POLISH your helmet and grab hold of your weapon as we charge into Battlefront's Combat Mission 2 the tactical Second World War strategy game.
This combat simulator recreates the battles in Eastern Europe immediately following the German invasion of Russia.
The game contains 60 campaigns, which involve seven different nationalities (German, Soviet, Finnish, Hungarian, Romanian, Italian and Polish).
It also allows you to play it in either two player mode or online.
The first Combat Mission caused a storm in the war-gaming world and many people felt it pushed the genre forward, however, two years down the line this doesn't have the same feel about it.
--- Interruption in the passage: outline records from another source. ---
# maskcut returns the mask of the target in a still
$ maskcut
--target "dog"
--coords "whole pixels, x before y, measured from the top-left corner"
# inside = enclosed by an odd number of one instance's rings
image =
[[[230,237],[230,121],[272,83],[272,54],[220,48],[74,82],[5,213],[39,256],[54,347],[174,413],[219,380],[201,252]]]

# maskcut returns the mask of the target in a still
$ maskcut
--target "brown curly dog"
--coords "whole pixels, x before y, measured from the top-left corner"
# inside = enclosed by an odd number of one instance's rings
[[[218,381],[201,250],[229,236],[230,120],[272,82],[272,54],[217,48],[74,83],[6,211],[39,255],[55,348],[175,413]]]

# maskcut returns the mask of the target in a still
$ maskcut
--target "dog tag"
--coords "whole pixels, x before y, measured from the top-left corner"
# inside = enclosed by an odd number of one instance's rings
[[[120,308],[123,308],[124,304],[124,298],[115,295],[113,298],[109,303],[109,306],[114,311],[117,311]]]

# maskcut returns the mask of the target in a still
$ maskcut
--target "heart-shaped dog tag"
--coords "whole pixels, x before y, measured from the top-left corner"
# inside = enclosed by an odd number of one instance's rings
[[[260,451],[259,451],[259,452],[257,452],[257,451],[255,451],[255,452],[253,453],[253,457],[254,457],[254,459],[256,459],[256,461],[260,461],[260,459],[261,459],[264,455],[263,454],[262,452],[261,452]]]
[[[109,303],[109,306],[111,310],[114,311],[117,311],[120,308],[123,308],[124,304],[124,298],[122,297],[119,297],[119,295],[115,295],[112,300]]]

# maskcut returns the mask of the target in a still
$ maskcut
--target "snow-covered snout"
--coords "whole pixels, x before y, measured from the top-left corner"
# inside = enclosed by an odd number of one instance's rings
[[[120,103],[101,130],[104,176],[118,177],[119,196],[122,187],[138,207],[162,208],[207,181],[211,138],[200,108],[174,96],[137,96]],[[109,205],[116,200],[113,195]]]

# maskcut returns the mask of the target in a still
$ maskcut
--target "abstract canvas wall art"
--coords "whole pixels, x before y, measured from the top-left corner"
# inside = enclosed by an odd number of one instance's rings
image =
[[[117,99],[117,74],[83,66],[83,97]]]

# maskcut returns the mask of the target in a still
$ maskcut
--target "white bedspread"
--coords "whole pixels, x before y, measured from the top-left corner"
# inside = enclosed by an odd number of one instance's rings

The game is played in two phases firstly the orders phase where you tell forces what to do by using your mouse to select the troops and then pointing to where they should go.
Once you've issued your orders you then click the Go button and the computer decides what it's going to do.
Then the game jumps to the action phase and for 60 seconds your weird-looking troops slowly make their way towards the waypoint you set.
Depending on the setting you selected for the "fog of war", you will probably not be able to see the enemy troops, who only appear when one of your units spots them and this makes the game so much more difficult.
Once the action phase is completed then you get to issue more orders to your troops.
When the action phase has begun you have to sit back and watch as your men move forward and possibly engage the enemy, but you can't issue any more orders.
It always seems as if the computer has out-thought you and there's nothing at all you can do about it.
This makes the game quite frustrating and only for those hardcore war-gamers out there who need a real challenge.
However, there are lots of campaigns for you to play through and if that isn't enough you can create your own and you can always change the setting so the enemy is visible.
The graphics are rather poor and don't seem to have moved on from the game's first outing very much.
The sound doesn't add much to the atmosphere, but this is war and they didn't have poncey music playing in the background then either, so it does add to the realism.
However, the clumsy interface is difficult to pick up and the manual, which runs to 80 pages, is about as easy to read as Japanese stereo instructions.
A training section within the game would have been far more helpful to allow people to get in this game quickly.
However, the developers tell us this will flex our minds and not just our fingers and with an unreadable manual like this I think they're not wrong.
On the whole I was unhappy with the way I had to play the game this stopping and starting began to grate upon me after a while and I craved for some real time action.
This game felt too much like playing chess against an opposition I couldn't see and this made it exceptionally difficult.
In fact, I'm not sure the computer played by the same rules.
However, those people who were desperate to get hold of the first game will no doubt rush out and buy this next instalment.
For the rest of us, I imagine, this is one game to miss.